Family house on Hroznová Street in Brno in the prestigious Pisárky district is located within sight of the luxurious Staiassny villa and the Wittal villa. It is an area of villa development from the turn of the 19th and 20th centuries. The plot has a rectangular shape, with its longer sides oriented northeast and southwest, and it gently slopes towards the southeastern corner to the gardens of the surrounding houses.
The original house was built as a contemporary cube from the 1970s added to part of the garden of the neighboring exhibition Art Nouveau villa, which has since been renovated in the spirit of the 1990s.
The construction of the original house was made of aerated concrete panels, with wooden light ceilings, a simple stairway, with only the basement constructed of bricks. The character of the three-story house with a brizolit façade, the entrance to the semi-buried basement via a steep ramp, and the flat roof does not correspond to any neighboring architecture and serves as a kind of manifesto of a new era of social equality. The original building has a rectangular floor plan with notches that complemented the precise shape of balconies and created cutouts on the eastern and western sides.
The new design refines the existing mass of the house, simplifying and increasing it to better correspond to the scale of the surrounding structures. The recessed third above-ground floor with spacious terraces provides views of the Brno exhibition grounds and the surrounding buildings.
The new precisely smoothed lime plaster enhances the impressiveness of the cube, drawing from the heritage-protected facades of the neighboring opulent Art Nouveau villas. The central composition, delicate details, and noble materials relate to the character of the surrounding houses and combine these elements with a contemporary expression to complete the composition of a garden city with villa development.

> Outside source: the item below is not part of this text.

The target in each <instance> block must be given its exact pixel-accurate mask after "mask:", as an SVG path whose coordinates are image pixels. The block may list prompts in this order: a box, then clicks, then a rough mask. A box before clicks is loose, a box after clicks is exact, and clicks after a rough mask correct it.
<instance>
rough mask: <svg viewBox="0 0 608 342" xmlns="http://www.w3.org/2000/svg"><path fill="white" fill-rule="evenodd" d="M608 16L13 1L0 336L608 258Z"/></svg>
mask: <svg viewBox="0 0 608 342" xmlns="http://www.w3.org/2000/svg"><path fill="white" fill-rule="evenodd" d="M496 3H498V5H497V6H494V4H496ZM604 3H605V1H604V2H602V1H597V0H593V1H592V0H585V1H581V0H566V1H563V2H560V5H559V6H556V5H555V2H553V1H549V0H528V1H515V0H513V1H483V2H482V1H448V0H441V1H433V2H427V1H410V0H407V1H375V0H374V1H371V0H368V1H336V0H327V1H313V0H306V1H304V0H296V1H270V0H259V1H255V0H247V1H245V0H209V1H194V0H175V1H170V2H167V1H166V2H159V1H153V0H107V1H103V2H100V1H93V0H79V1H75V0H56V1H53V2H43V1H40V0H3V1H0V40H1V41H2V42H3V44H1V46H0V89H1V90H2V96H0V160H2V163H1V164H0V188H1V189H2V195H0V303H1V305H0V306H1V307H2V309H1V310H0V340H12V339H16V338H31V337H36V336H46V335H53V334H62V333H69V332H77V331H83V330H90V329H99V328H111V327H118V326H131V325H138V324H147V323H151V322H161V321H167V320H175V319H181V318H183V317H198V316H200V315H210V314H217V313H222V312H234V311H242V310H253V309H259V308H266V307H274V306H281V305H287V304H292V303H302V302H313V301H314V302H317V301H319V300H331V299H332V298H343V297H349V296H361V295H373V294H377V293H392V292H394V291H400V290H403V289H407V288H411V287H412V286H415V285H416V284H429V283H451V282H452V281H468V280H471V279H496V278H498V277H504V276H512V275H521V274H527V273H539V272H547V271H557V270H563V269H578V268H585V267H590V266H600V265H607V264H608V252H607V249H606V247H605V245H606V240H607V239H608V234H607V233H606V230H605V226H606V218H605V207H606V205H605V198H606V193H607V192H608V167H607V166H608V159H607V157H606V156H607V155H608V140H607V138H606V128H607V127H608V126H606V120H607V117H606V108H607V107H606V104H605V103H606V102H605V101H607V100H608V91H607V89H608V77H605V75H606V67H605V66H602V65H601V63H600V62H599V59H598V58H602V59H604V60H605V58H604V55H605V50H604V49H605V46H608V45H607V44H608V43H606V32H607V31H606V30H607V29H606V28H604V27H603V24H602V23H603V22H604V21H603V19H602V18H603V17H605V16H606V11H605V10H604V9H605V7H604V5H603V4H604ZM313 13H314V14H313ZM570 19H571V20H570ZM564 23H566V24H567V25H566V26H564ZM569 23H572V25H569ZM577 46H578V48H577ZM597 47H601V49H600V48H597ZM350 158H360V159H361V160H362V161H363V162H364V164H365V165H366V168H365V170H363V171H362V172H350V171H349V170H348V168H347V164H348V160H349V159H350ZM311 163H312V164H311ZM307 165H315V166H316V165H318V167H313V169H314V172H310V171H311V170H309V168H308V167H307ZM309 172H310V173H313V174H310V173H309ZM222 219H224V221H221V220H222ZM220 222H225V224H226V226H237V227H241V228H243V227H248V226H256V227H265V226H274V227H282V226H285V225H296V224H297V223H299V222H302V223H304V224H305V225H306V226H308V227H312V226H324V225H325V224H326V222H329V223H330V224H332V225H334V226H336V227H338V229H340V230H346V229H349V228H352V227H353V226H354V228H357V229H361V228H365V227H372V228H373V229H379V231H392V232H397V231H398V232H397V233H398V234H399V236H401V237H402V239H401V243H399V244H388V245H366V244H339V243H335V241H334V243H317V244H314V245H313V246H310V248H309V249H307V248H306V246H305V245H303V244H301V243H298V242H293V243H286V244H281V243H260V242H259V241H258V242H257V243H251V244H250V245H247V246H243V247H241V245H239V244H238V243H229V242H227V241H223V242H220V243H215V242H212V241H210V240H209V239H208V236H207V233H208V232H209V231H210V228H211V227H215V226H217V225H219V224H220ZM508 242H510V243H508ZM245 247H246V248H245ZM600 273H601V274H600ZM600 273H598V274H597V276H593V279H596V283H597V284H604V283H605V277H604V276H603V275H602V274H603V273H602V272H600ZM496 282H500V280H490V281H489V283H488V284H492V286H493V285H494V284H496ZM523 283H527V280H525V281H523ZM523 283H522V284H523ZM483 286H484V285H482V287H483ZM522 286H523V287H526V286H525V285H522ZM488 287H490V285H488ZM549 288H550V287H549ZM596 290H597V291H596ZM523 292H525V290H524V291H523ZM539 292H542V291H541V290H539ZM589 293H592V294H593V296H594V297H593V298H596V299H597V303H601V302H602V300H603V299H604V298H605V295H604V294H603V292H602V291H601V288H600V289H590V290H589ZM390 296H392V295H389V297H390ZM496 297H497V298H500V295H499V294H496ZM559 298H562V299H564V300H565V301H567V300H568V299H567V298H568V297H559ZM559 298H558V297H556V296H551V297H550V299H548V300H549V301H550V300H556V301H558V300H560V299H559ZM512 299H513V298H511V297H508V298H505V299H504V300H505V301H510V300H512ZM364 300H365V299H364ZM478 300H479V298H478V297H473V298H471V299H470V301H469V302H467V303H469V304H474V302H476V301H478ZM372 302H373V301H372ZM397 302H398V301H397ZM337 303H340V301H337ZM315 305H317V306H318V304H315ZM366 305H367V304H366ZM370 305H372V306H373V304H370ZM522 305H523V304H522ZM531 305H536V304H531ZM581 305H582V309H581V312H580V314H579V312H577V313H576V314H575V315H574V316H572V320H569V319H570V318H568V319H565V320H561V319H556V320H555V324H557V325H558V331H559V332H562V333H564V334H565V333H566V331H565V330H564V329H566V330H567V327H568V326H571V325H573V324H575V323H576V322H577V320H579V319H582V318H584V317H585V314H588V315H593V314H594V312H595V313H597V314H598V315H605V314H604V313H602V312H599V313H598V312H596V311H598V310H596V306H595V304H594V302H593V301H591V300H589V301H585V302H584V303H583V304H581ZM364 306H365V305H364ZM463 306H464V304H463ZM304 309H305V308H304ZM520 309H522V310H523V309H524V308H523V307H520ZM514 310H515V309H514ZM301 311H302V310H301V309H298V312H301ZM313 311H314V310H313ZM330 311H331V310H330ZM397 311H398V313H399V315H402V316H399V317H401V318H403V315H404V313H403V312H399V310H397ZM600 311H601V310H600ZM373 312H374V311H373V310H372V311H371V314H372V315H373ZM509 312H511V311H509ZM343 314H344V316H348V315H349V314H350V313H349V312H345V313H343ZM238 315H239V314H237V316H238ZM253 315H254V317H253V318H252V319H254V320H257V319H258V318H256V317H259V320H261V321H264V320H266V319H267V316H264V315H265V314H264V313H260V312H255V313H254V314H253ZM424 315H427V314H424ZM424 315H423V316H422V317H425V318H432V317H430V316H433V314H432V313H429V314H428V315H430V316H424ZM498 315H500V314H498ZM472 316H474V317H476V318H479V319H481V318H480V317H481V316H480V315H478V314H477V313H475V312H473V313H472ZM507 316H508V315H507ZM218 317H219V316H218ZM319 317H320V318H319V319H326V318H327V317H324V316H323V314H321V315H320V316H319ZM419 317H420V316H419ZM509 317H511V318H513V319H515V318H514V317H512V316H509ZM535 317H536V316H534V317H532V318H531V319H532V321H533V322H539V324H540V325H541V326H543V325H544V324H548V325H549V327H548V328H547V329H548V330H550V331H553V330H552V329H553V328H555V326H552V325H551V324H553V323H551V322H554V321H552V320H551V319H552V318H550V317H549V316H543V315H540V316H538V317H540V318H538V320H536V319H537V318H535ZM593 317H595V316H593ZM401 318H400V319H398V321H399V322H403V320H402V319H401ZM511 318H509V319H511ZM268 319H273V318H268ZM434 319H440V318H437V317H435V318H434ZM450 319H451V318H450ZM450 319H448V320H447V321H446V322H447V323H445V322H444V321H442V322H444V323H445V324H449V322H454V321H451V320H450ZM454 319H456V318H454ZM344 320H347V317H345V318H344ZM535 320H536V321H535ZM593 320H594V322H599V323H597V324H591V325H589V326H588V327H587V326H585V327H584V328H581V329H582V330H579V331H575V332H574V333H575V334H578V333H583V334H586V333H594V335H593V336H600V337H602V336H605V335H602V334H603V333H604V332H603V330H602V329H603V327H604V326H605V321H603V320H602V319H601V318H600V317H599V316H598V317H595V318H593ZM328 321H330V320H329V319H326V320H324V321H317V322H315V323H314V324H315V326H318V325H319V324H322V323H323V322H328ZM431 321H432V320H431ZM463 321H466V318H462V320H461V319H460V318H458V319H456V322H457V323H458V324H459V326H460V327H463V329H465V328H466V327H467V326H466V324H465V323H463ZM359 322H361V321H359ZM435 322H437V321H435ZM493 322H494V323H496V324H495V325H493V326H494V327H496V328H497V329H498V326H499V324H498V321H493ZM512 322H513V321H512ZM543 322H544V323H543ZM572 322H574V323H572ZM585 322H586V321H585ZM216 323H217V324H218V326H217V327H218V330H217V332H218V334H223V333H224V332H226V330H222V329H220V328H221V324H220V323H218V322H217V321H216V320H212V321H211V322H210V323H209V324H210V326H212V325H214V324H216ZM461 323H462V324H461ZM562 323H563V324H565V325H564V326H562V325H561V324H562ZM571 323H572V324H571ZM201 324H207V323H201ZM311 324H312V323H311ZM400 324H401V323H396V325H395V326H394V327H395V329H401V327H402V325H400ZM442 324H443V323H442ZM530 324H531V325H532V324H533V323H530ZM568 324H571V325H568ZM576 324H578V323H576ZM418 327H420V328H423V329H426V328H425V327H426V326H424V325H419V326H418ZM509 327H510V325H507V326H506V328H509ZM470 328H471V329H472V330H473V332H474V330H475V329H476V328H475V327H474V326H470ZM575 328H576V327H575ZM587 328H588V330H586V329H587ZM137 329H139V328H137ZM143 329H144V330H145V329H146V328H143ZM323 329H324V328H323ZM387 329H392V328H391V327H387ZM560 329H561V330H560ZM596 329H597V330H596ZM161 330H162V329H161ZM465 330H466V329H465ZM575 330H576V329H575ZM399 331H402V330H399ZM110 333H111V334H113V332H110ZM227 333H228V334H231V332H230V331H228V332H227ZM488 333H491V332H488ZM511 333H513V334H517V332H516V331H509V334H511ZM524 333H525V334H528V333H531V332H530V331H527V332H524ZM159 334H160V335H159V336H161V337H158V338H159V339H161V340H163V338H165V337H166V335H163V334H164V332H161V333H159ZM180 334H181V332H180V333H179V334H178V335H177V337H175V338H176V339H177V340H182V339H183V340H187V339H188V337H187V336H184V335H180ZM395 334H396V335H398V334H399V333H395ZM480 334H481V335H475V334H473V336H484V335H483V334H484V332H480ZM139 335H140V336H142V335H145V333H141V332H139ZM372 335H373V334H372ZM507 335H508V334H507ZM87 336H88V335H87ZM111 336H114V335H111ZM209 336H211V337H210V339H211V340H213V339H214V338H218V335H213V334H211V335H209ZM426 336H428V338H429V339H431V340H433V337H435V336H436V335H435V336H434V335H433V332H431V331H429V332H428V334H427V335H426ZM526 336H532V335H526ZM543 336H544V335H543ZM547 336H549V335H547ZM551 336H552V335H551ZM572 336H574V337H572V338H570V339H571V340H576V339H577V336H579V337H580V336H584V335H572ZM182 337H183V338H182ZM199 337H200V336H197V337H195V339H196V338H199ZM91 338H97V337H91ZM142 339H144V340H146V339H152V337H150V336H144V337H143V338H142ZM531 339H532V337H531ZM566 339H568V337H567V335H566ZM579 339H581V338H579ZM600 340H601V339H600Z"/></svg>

The concept of the house respects the original perimeter and the transverse system of ceiling placement. A newly designed partially spiral staircase with a spacious landing and a connecting landing creates a corridor. This corridor divides the house in each floor into a communication part and a residential part – on the ground floor, there is a large living area with a built-in kitchen corner, on the upper floors are bedrooms and a dressing room, and in the recessed floor, there are two children's rooms. In the partially buried basement, there are two offices, technical rooms, and a gym. Each floor includes comfortable sanitary facilities and toilets. The house was originally freestanding with a design including a pergola towards the neighboring retaining wall. By agreement with the neighbors, the space by the neighboring retaining wall could be filled with a double garage with a winter garden featuring a green roof. The symmetrical central composition of the facade is supported from the street by a recessed niche of the main entrance, and from the garden, large three-part sliding windows are designed on all floors. The street mass of the added garage is balanced in view by a corner window. A small residential garden adjoins a spacious terrace covered by a large bedroom balcony and is levelled using retaining walls. The implementation and design for the garden installation is by Partero.